Here dwells the last of the minotaur, who possess an uncanny intuition of their capricious surroundings. Here they thrive, sheltered from the violent machinations of sunwalkers. Their metropolis of stone is built on a bedrock of tautorite, and they walk amongst their twisted design without need for maps. They name their labyrinthine city Monolith, after the colossal stone tower at its heart, connected to the city by a thick web of stone and rock tendrils. Inside of its hardened exterior lies the
marrow, a column of embryonic tautorite that slowly matures outward through the tendrils into the city, the foundation of its paradoxical architecture. This intricate process, however, is vulnerable to destabilization. Even a small insult to the marrow disrupts the fragile equilibrium and could have disastrous ramifications on the city infrastructure. To avoid such a calamity, the city’s arcanists have hardened the monolith’s exterior into a abjurative exoskeleton. This protective shell they call the
cortex, and the faint white light of its sigils renders a perpetual soft glow to the city streets.
The Mazerot
The locals openly tell you their creation myth. Once upon a time, the gods were young and inexperienced with their divine clay. They erred in giving their creations too much power (a hard lesson, for some of them) and their work was unpolished, lacking simplicity and elegance. The minotaurs are a product of that primordial time. They are monstrously strong and quicksilver keen, masters of both physical and arcane worlds. Yet they are unpolished; a poorly amalgamated set of biological characteristics later reiterated in (sensibly) separate species. More importantly, they suffer a curse, a relic of flawed engineering. Every minotaur in Monolith is doomed to meet the same excruciating end: a pervasive dementia that begins its course in the fifth decade of life. The disease -
mazerot - waxes and wanes for a time, and is so subtle at first that one might only have a miniscule tremor. But it is inevitably progressive and eventually reduces even the hardiest of minotaurs to a disoriented, amnesic, incontinent, bedbound elder. In this state, if tended to, minotaurs can survive for many years.

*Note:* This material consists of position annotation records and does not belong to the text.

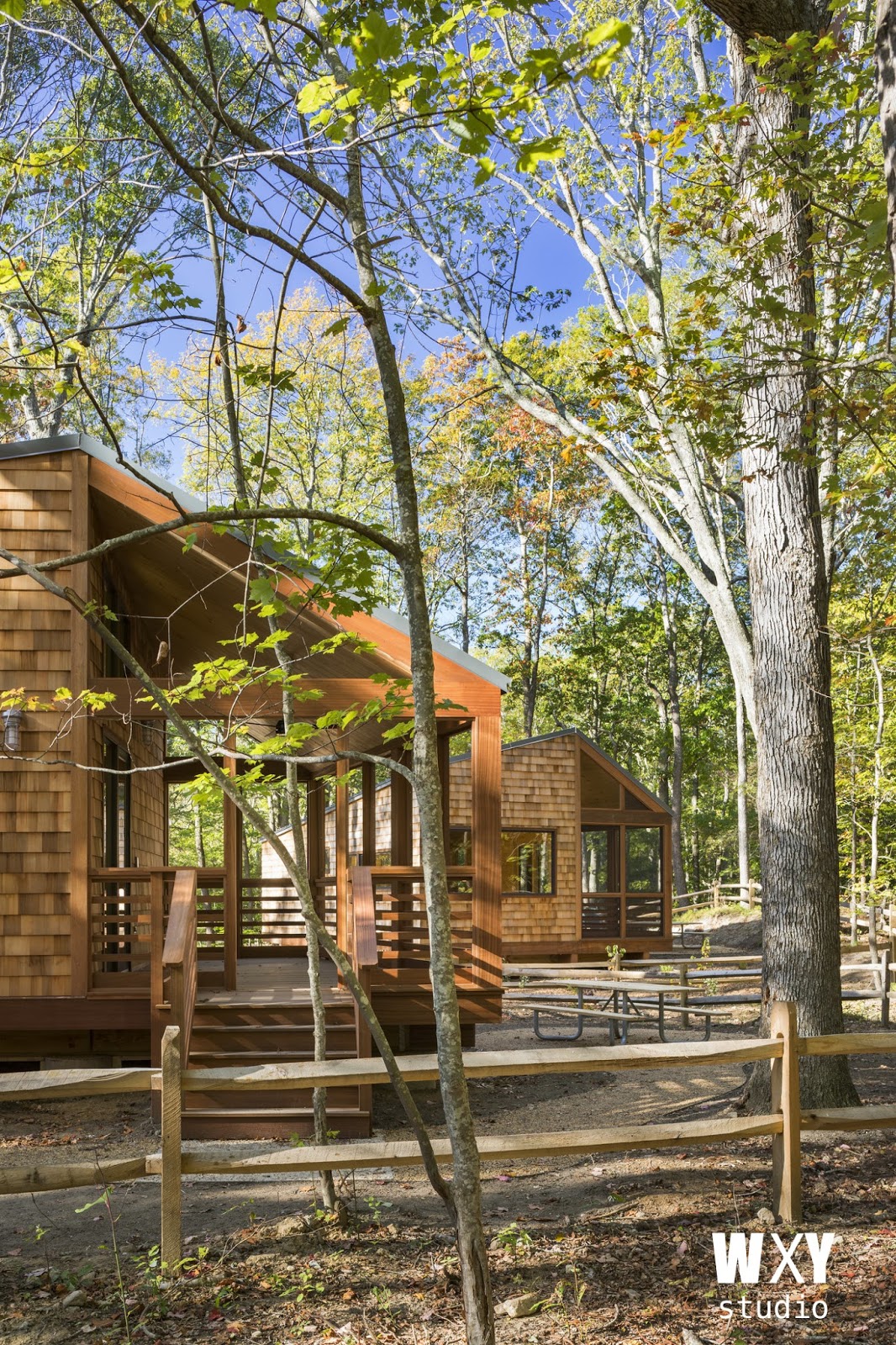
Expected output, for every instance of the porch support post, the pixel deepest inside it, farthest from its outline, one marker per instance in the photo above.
(401, 820)
(444, 775)
(486, 847)
(369, 814)
(82, 732)
(232, 824)
(342, 856)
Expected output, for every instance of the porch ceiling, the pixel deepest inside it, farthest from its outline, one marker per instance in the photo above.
(187, 599)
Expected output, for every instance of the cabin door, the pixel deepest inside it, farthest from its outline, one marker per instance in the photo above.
(600, 883)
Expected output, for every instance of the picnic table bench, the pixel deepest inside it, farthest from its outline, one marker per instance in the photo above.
(636, 997)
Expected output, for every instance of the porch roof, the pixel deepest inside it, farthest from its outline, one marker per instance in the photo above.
(136, 477)
(183, 603)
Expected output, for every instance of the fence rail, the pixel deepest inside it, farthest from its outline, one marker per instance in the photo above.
(784, 1123)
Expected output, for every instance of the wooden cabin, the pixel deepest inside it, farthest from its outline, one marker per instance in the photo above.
(103, 942)
(586, 849)
(586, 852)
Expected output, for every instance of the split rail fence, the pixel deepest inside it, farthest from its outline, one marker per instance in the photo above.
(784, 1123)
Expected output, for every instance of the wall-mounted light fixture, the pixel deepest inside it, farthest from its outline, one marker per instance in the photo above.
(13, 730)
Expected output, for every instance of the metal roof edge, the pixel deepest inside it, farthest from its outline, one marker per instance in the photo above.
(94, 448)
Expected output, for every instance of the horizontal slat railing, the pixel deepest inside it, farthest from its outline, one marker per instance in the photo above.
(394, 914)
(179, 968)
(125, 934)
(783, 1125)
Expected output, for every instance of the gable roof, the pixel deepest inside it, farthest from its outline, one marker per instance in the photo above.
(192, 504)
(591, 746)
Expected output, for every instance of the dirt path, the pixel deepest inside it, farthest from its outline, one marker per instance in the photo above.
(618, 1248)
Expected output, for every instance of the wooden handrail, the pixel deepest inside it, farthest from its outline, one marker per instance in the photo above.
(179, 954)
(363, 915)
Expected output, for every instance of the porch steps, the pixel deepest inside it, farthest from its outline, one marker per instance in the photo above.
(235, 1035)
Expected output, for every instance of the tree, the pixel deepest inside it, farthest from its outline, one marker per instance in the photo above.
(235, 143)
(717, 412)
(81, 279)
(885, 67)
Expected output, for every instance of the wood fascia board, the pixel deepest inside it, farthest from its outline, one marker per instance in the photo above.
(340, 694)
(134, 495)
(622, 778)
(627, 817)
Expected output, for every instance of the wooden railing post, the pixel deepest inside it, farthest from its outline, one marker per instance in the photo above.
(232, 822)
(683, 982)
(788, 1181)
(171, 1224)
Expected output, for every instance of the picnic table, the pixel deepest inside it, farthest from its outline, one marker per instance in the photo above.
(631, 1000)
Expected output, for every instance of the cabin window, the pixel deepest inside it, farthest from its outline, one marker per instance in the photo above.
(461, 847)
(643, 860)
(116, 807)
(528, 862)
(600, 860)
(120, 627)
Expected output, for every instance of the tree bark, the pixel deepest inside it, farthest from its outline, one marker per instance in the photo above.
(788, 583)
(743, 815)
(885, 66)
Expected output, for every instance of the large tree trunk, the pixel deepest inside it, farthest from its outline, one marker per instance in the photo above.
(885, 62)
(788, 584)
(465, 1194)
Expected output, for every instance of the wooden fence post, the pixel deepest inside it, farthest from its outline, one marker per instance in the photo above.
(872, 931)
(788, 1180)
(171, 1103)
(884, 986)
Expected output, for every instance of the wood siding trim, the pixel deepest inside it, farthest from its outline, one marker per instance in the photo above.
(80, 804)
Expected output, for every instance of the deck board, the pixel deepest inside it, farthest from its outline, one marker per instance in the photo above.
(275, 981)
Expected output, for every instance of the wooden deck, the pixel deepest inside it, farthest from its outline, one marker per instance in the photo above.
(275, 981)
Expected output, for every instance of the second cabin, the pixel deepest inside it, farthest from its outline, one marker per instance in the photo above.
(586, 849)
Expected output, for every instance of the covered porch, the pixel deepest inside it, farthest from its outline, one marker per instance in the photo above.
(150, 919)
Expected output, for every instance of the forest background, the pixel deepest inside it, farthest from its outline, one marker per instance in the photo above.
(564, 558)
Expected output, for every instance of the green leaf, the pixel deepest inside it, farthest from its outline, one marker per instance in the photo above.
(533, 154)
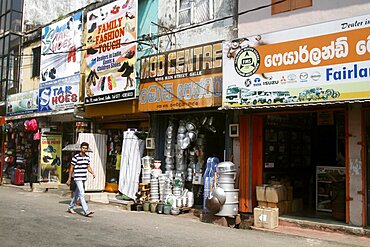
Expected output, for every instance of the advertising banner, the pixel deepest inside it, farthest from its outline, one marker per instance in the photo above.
(317, 63)
(111, 53)
(51, 153)
(21, 103)
(60, 64)
(182, 79)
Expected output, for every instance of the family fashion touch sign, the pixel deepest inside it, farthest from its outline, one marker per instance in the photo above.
(111, 53)
(182, 79)
(318, 63)
(60, 64)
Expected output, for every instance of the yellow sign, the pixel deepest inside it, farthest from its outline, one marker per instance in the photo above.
(51, 163)
(182, 79)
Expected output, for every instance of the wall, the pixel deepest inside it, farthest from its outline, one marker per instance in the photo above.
(261, 21)
(39, 12)
(220, 30)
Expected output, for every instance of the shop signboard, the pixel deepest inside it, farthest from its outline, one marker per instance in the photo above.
(21, 103)
(111, 53)
(318, 63)
(60, 64)
(51, 155)
(181, 79)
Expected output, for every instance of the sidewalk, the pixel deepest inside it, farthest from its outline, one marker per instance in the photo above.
(316, 231)
(353, 236)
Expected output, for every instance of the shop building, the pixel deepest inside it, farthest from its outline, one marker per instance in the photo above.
(300, 98)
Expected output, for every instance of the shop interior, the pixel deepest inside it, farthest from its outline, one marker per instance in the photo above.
(305, 152)
(188, 158)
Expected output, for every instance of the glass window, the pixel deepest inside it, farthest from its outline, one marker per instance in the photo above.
(6, 44)
(8, 4)
(16, 22)
(7, 22)
(3, 7)
(36, 58)
(2, 24)
(17, 5)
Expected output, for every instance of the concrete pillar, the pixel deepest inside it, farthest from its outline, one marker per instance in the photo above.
(355, 165)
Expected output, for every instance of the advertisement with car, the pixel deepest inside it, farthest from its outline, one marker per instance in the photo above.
(317, 63)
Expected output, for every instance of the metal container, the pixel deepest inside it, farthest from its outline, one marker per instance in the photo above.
(227, 186)
(229, 209)
(225, 166)
(232, 196)
(167, 209)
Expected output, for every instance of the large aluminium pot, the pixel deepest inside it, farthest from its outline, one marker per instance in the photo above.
(226, 166)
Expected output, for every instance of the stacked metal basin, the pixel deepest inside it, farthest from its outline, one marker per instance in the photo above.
(226, 180)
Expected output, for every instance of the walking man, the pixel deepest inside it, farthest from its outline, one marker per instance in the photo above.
(80, 165)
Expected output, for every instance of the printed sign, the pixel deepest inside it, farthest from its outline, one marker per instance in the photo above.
(318, 63)
(22, 103)
(51, 155)
(111, 53)
(182, 79)
(60, 64)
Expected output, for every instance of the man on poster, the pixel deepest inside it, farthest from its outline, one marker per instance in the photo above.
(80, 165)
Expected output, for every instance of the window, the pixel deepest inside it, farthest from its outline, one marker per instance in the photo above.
(289, 5)
(36, 55)
(193, 11)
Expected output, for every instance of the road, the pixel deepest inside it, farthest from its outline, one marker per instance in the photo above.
(40, 219)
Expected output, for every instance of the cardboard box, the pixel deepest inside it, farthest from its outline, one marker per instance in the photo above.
(266, 217)
(289, 194)
(261, 192)
(262, 204)
(281, 206)
(297, 205)
(275, 193)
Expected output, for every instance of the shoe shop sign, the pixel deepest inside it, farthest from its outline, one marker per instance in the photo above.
(327, 62)
(182, 79)
(60, 64)
(111, 53)
(51, 153)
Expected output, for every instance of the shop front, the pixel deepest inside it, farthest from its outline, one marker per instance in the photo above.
(299, 95)
(181, 90)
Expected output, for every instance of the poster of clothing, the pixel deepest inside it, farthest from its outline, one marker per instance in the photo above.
(51, 152)
(21, 103)
(60, 64)
(111, 52)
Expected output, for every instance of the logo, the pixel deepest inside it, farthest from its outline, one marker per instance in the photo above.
(303, 77)
(315, 76)
(247, 61)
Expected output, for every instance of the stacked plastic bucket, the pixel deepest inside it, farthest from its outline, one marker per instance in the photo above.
(226, 180)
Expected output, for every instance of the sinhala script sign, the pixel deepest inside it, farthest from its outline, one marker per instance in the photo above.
(318, 63)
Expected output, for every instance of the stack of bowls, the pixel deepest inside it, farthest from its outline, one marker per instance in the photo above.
(145, 175)
(226, 180)
(154, 190)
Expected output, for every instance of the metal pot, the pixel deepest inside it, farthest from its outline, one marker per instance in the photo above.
(226, 166)
(220, 194)
(212, 204)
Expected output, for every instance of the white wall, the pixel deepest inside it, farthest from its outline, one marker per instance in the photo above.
(40, 12)
(261, 21)
(221, 30)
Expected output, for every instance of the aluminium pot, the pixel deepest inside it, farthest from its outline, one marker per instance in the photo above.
(225, 167)
(229, 209)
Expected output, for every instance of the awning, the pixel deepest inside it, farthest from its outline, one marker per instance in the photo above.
(294, 105)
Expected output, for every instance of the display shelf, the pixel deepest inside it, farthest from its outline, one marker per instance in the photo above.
(325, 177)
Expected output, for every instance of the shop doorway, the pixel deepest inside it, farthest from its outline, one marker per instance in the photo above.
(305, 153)
(367, 166)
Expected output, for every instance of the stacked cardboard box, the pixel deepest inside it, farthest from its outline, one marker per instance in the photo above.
(275, 196)
(266, 217)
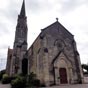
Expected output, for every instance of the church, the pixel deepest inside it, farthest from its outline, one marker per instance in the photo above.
(53, 56)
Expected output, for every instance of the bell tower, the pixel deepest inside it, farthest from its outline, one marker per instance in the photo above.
(20, 42)
(21, 28)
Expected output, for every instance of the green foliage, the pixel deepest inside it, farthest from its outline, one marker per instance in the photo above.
(32, 81)
(1, 74)
(19, 82)
(6, 79)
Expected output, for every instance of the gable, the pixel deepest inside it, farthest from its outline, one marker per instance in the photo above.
(57, 30)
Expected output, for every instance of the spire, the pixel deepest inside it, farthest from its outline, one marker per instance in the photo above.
(22, 13)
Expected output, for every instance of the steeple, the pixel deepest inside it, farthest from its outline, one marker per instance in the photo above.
(23, 13)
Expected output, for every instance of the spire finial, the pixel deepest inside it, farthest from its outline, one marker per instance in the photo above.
(22, 13)
(57, 19)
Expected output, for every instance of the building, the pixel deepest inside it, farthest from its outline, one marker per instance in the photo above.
(53, 56)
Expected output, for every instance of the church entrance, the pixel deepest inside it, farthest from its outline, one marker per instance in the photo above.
(63, 76)
(24, 66)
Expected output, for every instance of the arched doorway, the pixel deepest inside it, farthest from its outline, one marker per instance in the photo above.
(63, 76)
(24, 66)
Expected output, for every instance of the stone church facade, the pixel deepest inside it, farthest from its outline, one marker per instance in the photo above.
(53, 56)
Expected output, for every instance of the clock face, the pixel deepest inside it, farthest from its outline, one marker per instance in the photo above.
(59, 44)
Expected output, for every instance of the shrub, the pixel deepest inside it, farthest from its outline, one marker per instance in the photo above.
(19, 82)
(6, 79)
(32, 81)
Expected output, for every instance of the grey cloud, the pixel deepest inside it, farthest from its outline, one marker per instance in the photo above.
(70, 5)
(38, 6)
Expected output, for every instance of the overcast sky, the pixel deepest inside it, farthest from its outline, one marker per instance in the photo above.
(72, 14)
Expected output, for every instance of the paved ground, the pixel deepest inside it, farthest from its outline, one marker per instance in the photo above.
(5, 86)
(61, 86)
(71, 86)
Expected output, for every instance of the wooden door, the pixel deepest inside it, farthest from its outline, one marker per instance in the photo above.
(63, 76)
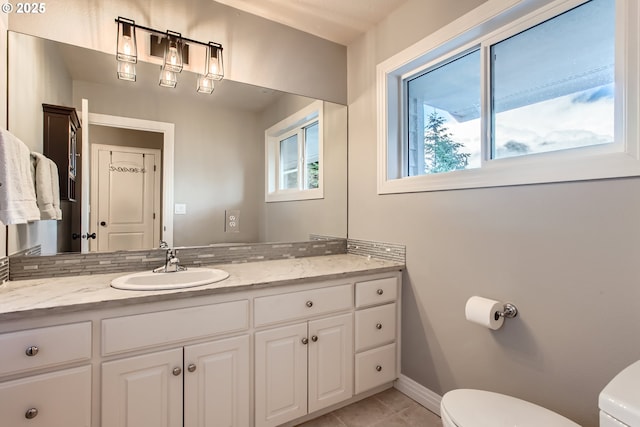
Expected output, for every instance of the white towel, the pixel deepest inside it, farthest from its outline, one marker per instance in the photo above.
(55, 182)
(17, 190)
(46, 187)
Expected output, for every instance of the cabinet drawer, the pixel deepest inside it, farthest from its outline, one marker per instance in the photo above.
(121, 334)
(375, 326)
(375, 367)
(377, 291)
(49, 346)
(296, 305)
(56, 399)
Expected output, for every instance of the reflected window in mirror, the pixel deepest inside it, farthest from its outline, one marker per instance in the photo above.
(294, 156)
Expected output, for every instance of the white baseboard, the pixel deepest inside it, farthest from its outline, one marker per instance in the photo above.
(419, 393)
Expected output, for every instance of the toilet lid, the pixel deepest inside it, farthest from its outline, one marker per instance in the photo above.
(479, 408)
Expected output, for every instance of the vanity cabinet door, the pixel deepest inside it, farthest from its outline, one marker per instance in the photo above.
(281, 374)
(216, 383)
(143, 390)
(330, 361)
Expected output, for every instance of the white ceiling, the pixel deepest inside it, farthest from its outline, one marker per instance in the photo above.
(340, 21)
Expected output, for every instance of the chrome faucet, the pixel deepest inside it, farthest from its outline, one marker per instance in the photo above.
(171, 263)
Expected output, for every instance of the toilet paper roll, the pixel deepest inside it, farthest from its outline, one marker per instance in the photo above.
(483, 312)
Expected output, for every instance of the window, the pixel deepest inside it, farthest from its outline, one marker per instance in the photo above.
(508, 96)
(294, 156)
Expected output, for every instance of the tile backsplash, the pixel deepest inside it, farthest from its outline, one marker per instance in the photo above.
(32, 267)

There is no uniform cultural reaction to the mazerot, and it is up to each individual minotaur how to receive it. Some choose to end their own life when they have lost their independence, either quietly or by ceremony. Others choose to have their family members hold their care once they have lost their ability to navigate the city, which usually occurs in a later stage of the illness and is widely regarded as a point of no return. There are some who refuse death, choosing to subsist for decades in a pitiful state. The minotaur approach their mortality as mortals do: some with courage and pride, others with fear and shame.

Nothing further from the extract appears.